契約とイルザの体調
「この子らは実は浮浪児なんだ」とカールがユルゲンに対して説明を始める。
ユーナは、自分も同じ扱いをされているのは、この際置いておくことにした。
カールは言葉を続ける。
「この子らの仲間もおれは知っているが、真面目な子供らだ。それは俺が請け負ってもいい。こいつらが今の状況から這い上がる手伝いをしてやってくれないか?」
「ううむ」
ユルゲンは悩んでいた。ただ、考えているのはユーナ達を使うべきか否かではなく、ユーナ達を使ってもバレない方策がないか、だった。
「ユルゲンさん、お願いします!」
しばらく腕組みしたまま悩んでいたユルゲンは、「よし、判った! 一肌脱いでやる!」と、その気になったようだった。
しかしそれは、義侠心というより、利益とリスクを天秤にかけた結果だった。その辺はさすがに商人だと言えた。
氷の販売価格を一塊につき30グロッシェン、その内、ユーナ達の取り分を3グロッシェンとした。

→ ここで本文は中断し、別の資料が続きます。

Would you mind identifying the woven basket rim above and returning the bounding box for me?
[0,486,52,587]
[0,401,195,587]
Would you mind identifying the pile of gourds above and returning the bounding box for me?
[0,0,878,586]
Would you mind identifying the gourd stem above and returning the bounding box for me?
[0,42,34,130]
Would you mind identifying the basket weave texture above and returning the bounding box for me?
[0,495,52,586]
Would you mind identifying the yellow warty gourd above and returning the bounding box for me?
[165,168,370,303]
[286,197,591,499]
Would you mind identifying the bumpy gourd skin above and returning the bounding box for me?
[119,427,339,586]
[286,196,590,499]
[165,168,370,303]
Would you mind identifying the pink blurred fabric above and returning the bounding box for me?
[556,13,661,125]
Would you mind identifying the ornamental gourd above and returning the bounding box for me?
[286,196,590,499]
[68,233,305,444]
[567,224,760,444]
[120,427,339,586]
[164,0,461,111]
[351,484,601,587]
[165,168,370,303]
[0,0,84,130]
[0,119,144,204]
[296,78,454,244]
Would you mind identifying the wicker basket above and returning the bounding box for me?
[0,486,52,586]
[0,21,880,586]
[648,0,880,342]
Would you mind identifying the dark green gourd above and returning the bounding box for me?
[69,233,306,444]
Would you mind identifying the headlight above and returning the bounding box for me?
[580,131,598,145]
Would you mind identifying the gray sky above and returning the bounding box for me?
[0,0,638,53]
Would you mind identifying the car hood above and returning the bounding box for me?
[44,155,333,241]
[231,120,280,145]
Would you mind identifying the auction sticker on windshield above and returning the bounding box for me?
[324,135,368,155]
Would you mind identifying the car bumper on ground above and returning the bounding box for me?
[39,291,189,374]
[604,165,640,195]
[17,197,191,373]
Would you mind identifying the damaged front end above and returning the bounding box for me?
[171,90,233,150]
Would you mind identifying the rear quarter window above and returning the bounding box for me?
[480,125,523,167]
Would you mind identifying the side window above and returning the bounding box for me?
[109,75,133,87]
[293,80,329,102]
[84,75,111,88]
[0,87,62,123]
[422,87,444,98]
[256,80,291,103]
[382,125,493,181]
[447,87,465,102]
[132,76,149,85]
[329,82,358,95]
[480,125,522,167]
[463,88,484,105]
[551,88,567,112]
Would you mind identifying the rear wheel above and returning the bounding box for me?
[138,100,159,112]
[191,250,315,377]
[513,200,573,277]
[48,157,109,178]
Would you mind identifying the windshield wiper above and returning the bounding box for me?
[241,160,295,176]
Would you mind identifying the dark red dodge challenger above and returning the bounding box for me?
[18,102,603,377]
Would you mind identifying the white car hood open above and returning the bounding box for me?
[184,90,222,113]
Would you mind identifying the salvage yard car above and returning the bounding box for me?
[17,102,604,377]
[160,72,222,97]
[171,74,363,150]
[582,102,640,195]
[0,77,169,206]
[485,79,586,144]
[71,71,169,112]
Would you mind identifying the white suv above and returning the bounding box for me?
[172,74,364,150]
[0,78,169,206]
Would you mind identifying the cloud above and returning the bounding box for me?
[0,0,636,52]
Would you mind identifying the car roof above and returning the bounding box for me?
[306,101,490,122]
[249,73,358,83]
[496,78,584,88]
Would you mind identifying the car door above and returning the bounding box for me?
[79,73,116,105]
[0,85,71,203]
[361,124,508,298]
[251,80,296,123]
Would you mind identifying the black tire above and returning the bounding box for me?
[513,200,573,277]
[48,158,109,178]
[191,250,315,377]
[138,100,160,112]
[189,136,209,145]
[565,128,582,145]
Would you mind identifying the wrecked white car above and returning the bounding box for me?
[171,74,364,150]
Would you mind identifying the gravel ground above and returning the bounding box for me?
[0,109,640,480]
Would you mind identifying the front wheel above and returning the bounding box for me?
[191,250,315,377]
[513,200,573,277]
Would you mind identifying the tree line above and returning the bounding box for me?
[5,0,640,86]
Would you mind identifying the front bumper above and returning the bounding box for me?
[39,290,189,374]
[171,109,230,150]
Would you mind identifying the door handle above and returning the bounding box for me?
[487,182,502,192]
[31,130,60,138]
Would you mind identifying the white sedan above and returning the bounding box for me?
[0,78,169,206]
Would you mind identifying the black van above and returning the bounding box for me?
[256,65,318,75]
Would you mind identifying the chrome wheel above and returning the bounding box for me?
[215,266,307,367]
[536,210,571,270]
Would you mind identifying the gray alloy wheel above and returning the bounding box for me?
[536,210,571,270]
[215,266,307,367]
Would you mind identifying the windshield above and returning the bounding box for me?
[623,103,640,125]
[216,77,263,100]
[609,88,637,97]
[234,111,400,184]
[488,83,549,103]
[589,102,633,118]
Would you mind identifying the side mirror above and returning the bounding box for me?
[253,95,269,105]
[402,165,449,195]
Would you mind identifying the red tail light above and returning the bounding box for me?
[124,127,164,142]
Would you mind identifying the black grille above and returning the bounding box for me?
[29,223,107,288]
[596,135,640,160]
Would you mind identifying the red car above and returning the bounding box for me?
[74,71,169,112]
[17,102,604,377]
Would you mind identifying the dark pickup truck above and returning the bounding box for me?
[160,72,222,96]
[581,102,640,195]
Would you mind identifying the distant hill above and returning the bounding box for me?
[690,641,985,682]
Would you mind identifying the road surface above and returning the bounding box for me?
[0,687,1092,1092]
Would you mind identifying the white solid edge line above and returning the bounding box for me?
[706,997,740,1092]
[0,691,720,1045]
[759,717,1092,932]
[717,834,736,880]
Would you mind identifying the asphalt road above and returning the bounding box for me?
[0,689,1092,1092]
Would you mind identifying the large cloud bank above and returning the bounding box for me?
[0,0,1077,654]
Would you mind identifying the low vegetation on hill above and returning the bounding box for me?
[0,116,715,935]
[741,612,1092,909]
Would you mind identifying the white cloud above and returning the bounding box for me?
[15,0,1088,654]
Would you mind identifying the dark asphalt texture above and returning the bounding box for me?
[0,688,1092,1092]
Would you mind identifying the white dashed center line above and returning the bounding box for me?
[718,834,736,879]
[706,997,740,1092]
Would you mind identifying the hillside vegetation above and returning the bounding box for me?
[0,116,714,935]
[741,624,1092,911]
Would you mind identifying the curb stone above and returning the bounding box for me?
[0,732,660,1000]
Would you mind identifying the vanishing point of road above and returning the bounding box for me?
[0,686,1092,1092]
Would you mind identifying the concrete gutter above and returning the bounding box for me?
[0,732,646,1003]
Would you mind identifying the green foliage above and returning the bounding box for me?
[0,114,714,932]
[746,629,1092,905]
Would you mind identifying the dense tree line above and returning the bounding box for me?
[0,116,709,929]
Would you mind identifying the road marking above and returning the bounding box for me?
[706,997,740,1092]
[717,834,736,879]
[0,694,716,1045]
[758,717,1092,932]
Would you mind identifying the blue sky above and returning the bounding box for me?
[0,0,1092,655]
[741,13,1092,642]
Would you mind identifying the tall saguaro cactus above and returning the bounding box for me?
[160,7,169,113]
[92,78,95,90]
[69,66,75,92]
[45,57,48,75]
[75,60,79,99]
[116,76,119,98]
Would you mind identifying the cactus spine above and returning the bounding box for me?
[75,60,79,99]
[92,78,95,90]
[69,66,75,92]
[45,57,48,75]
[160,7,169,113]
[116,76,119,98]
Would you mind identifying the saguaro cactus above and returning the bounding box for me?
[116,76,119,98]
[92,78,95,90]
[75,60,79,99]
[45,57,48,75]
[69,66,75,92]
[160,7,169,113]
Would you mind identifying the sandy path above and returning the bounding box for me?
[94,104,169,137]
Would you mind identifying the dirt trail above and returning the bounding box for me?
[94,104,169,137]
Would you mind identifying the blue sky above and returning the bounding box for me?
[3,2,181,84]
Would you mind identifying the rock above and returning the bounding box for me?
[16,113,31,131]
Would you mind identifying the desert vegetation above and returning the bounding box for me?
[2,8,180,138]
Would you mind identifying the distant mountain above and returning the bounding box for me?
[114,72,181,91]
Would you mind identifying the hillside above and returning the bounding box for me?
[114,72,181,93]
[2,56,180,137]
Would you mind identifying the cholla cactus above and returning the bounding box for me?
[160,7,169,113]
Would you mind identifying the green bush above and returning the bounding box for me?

「それだと安くないか?」とカールは貨幣の価値がよく判っていないユーナ達に変わって代弁した。
「いずれ溶けてただの水になる物に、客が高い金を出すとは考えにくい。だが、需要は必ずあるはずだからな。薄利多売でいくのさ」
「そういうものか」
カールは納得したようだった。
ユーナは契約が成ったことと、いくらでも良いから貨幣が手に入ることを喜んだ。
そして、次の市から販売を開始することになった。
その夜、ユーナは上機嫌だった。
儲けられる算段がついたことも嬉しかったが、何よりウドたちの役に立てたことが嬉しい。
商売にも興味がある。前回市場に遊びに行ったときは売る側でも買う側でもなかった。今回は売る側の人間として参加する。これは面白そうだった。
つまるところ、初めての経験を目前にしてユーナは浮かれていたのだ。
それをイルザが察知しないはずがなかった。
「今日、何かあったの?」
何気ない雰囲気を作ってイルザが訊いた。
ユーナは話したいのを我慢して、
「なんでもないよ?」
と答えた。
「ふーん、そう……」と口では言ったイルザだが、まったく納得してはいなかった。
イルザがユーナをじっと見つめる。
イルザがこうすると、やましいところがあれば、ユーナは目を逸らす癖があった。
今回はそれがない。いつまでも、じっと見返していた。
ユーナにやましいと思う部分は微塵もなかった。これは人助けで、友人たちを窮地から救うための崇高な義務である。そんな難しい言葉で考えていたとは思えないが、ユーナにはそれくらいの意気込みがあった。
「何も悪いことはしてないのね?」
「うん、してない」
「判ったわ。あなたを信じる」
「ありがとう、イルザ!」
「とにかく、危ないことはしないでね」
「うん!」
イルザは優しい瞳をユーナに向けた。
その直後、イルザは激しく咳き込んだ。咳はしばらく続き、かなり苦しそうに見えた。
ユーナはおろおろするだけで、何も手に着かなかない。
「だっ、大丈夫なの? イルザ! イルザってば!」
咳が止まらずろくに話すことすら出来ないイルザにユーナは問いかけ続ける。
「だ、だいじょ、ぶ、だか、ら」
イルザはようやくそれだけを呟いた。
彼女の病気はさらに悪くなっているようだった。
ユーナは、大人のイルザがそう言う以上、信じるしかできなかった。
二日後、体調が悪いのを押して仕事に向かうイルザを見送った後、ルーだけを家に招き入れる。
ウド以下、男の子達は外に待たせておいた。
ルーに青いワンピースを着せて、腰より高い位置で紐を結び、さらにエプロンをつける。
そして自分の身だしなみを整えて、バッグに緋針を入れてから、ユーナはドアを開けた。
そこには男の子達が壁に沿って一列に整列して待っていた。
「お待たせ。それじゃ言ってくるね」
「頼んだぜ!」とウド。
「うん、判ってる」
この2日の間に、一つ決めたことがあった。
体調が優れないイルザの代わりに、自分が稼ぐ。そうすればイルザが休む時間を作れるし、薬だって買える。
いつもお世話になっているのだから、今回は自分が役に立つ番だった。